The government has pointed to changes in some requirements and provided new options in plans for its identity assurance service
Changes are being made in the GOV.UK Verify process to give users more flexibility in how they prove their identity to government.
The Cabinet Office has indicated in a Verify blog that the identity providers can check against a wider range of payment cards, less evidence will be required, and some identity providers will accept photos of an individual and their passport instead of asking questions about credit history.
The steps have taken in response to work done by the providers during from the beta phase of the programme, and to boost the chances of meeting the target of enabling 90% of the population to use Verify to access government services online.
One of the government's flagship digital projects, Verify involves using one of nine certified companies to carry out checks and confirm that a service user has provided the correct identity. They perform checks for the initial verification and can then provide authentication to a public authority through an online hub.
A spokesperson for the Cabinet Office told UKAuthority there has been no change in the rules but that “providers innovating within the rules” has made new approaches possible.
While the proportion of the adult population that could use Verify is now estimated at 80%, the blog says the programme team has identified trends that it believes makes it possible raise the target.
One has involved the certified companies being able to use a wider range of evidence in the validation process. Initially it involved the provision of three pieces of evidence, from sources including photocard driving licence, a UK passport and a credit card or loan.
This has now been extended to take in almost all payment cards, which can be checked with the companies that issue them, and that often only two rather than three pieces of evidence will be required. This has been attributed to the certified companies having developed stronger methods of checking the evidence.
Another change reflects the fact that some people are unable or reluctant to provide sufficient details of their credit history. As a result, two of the certified companies, understood to be the Post Office and Digidentity, are giving people the alternative of providing a photo of themselves along with a scan of an identity document.

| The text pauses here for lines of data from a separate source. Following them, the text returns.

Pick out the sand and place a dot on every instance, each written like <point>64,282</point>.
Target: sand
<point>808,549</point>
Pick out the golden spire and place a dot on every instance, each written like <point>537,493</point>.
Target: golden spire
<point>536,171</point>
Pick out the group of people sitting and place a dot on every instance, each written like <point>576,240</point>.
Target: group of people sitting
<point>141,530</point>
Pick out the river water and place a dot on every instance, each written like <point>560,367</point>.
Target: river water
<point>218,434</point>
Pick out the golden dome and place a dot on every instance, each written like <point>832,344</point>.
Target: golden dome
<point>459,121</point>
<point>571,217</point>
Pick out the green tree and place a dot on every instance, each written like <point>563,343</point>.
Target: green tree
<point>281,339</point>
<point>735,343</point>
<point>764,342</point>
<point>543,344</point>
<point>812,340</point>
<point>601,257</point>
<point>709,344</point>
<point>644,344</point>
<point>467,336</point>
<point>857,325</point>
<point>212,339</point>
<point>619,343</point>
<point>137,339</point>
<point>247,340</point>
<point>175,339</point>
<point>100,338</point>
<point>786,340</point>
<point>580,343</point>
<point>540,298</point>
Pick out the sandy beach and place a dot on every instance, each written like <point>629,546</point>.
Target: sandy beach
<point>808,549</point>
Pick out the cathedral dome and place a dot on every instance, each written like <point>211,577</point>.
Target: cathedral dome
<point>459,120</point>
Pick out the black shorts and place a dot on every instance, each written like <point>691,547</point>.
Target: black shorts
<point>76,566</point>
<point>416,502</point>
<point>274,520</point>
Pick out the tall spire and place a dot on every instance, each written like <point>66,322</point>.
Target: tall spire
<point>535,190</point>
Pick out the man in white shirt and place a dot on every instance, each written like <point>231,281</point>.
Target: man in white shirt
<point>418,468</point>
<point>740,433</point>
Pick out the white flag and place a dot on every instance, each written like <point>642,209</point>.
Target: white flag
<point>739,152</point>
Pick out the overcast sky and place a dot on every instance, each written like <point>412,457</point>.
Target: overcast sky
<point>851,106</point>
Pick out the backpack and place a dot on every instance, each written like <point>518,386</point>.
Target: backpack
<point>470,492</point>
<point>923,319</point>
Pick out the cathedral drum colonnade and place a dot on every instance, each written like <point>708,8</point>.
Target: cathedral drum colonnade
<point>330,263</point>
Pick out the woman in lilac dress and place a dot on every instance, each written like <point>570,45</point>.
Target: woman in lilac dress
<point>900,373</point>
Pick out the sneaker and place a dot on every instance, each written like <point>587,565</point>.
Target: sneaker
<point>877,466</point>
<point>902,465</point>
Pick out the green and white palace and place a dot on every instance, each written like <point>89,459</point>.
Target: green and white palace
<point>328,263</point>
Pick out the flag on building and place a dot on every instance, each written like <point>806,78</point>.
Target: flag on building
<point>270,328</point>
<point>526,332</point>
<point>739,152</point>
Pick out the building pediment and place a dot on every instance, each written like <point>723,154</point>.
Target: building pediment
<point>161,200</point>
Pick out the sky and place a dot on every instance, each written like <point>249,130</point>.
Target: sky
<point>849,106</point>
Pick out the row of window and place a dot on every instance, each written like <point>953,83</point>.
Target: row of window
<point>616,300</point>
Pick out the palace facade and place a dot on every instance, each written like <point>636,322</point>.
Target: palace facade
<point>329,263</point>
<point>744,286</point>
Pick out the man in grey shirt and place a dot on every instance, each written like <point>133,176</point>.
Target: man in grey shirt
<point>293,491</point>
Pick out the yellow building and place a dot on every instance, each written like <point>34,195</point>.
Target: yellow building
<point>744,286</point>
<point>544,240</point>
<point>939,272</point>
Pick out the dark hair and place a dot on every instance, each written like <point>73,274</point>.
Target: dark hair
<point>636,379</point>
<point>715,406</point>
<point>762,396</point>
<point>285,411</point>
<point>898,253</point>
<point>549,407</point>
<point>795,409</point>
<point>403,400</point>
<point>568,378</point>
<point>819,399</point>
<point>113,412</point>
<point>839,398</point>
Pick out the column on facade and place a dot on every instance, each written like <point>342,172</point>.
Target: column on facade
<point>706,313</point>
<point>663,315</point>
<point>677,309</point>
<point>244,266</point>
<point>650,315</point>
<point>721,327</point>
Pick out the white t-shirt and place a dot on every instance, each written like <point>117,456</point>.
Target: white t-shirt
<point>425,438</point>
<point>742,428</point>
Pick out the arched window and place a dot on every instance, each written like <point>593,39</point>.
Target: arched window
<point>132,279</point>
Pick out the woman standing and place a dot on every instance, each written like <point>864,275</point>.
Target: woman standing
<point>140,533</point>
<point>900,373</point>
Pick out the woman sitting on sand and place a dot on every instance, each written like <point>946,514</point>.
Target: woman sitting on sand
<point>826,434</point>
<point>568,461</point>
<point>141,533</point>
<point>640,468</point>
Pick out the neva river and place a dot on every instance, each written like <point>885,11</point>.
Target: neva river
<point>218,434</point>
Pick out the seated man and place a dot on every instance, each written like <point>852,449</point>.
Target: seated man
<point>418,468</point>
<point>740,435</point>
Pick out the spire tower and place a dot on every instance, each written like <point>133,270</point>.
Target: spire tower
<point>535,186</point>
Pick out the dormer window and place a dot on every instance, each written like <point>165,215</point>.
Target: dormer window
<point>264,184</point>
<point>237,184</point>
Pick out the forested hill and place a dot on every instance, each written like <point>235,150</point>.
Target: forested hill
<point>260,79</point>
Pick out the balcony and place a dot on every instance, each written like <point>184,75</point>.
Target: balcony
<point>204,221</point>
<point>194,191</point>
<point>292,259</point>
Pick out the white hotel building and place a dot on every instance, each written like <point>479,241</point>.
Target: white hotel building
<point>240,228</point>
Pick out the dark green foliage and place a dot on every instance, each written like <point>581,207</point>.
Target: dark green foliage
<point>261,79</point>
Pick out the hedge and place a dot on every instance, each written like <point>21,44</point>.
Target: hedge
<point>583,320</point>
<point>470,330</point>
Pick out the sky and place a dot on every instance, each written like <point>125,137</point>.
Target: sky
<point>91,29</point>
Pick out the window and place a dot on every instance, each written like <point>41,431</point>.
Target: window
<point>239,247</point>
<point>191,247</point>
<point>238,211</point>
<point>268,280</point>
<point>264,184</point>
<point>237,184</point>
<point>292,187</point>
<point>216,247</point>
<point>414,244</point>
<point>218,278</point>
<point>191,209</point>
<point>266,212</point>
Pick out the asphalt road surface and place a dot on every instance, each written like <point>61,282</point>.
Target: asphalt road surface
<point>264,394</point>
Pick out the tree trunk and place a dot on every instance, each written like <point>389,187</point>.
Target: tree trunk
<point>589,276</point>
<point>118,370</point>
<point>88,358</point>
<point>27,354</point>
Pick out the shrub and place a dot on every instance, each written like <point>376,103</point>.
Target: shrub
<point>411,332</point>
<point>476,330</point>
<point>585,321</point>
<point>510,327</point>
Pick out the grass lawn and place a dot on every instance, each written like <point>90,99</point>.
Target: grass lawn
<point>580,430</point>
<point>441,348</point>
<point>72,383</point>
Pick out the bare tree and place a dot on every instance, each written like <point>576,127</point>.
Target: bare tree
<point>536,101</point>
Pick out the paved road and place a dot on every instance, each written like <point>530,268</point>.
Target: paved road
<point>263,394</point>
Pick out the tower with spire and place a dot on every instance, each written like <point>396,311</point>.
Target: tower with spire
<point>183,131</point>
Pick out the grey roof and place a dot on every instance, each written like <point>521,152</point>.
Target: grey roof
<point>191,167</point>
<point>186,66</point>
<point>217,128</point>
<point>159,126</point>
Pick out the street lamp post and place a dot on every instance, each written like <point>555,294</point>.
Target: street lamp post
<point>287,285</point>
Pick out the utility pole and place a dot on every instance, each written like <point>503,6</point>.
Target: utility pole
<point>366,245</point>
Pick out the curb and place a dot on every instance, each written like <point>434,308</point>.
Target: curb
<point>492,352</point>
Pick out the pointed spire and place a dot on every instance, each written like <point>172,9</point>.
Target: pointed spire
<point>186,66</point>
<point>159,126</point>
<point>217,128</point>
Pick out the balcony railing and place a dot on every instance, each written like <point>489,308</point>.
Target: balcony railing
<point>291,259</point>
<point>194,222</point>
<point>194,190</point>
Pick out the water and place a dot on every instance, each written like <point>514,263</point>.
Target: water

There will also be more flexibility around the ‘second step’ of signing in to use a service, with the provision of an app that can generate a security code that is sent to the user’s landline phone. Previously it involved sending an SMS code to a mobile phone, which meant the user had to have a phone and be somewhere with a signal.
Over the next three months the five certified companies that joined the programme in the second tranche – Barclays Bank, GB Group, Morpho, PayPal and Royal Mail – are due to step up their involvement alongside the existing four of the Post Office, Experian, Digidentity and Verizon.
This article was amended on 28 October following indications that the rules governing the process had not been changed.